Inclusión educativa: simulación de victoria o percepción del fracaso

Desde la década de los 80, la conceptualización de inclusión educativa comienza a levantar un discurso transversal en muchos países acompañadas de normativas y directrices en varias organizaciones nacionales e internacionales. De alguna manera estas instituciones parecieran llegar a dar razón que somos una sociedad esencialmente diversa, y, asimismo, mandatan imperiosamente que esta diversidad sea atendida de manera equitativa, sin exclusiones y discriminaciones.

La pregunta que emerge de lo anterior, es ¿cuál ha sido el impacto de este llamado frente a un modelo social-educativo competitivo y cada vez más exigente? La propuesta de inclusión educativa ha tenido que convivir con reformas políticas, económicas, laborales, por mencionar algunas, sin llegar a una relación fructífera. De esta manera la inclusión educativa hoy tiene expresiones de formación y capacitación individual e iniciativas que no logran la robustez y madurez necesaria.

Las primeras propuestas tendientes a implementarla se trasladan a la década de los 80, pero se hizo más presente en los 90 debido a la intervención de organizaciones internacionales que promovían garantizar igualdad de derechos superando las desigualdades que hasta entonces habían impedido que millones de personas accedieran a ella. Muchas iniciativas posteriores reforzaron esta idea: “todo niño tiene características, intereses, habilidades y necesidades de aprendizaje únicos y se deben diseñar sistemas educativos, y se deben implementar programas educativos para tener en cuenta la gran diversidad de estas características y necesidades” (UNESCO).
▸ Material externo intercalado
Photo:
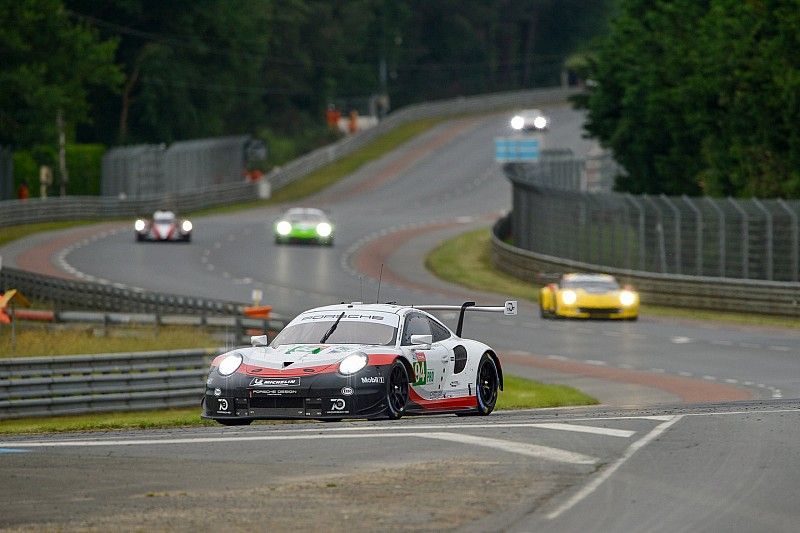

Este documento sigue siendo referente en la actualidad, ayudando a reducir la exclusión y discriminación, no obstante han tenido que convivir con los principios de mercado de las políticas educativas. Es decir, se diseña un sistema que se adecua a todos y todas, pero a la vez se le exige ser eficaz, competitivo, exigente y que muestra importantes brechas de desigualdad.

El llamado es entonces a no conformarnos y promover, con algunas iniciativas, la apreciación de la diversidad para no simular una victoria y no percibir y constatar el fracaso. Los sistemas educativos evidencian barreras para la inclusión, a saber: evaluación habilidades que lo que mayoritariamente logran es la segregación y exclusión, cuestión que tiene consecuencias claramente negativas, esto porque es una realidad disfrazada y no está construyendo una educación realmente inclusiva que acepte al otro como otro real.

En síntesis, debemos trabajar por un modelo educativo diferente desde su base que nos lleve a pensar en el éxito y fracaso desde otra mirada, no analizarlo desde la perspectiva individual sino con una responsabilidad colectiva, comunitaria y transformadora.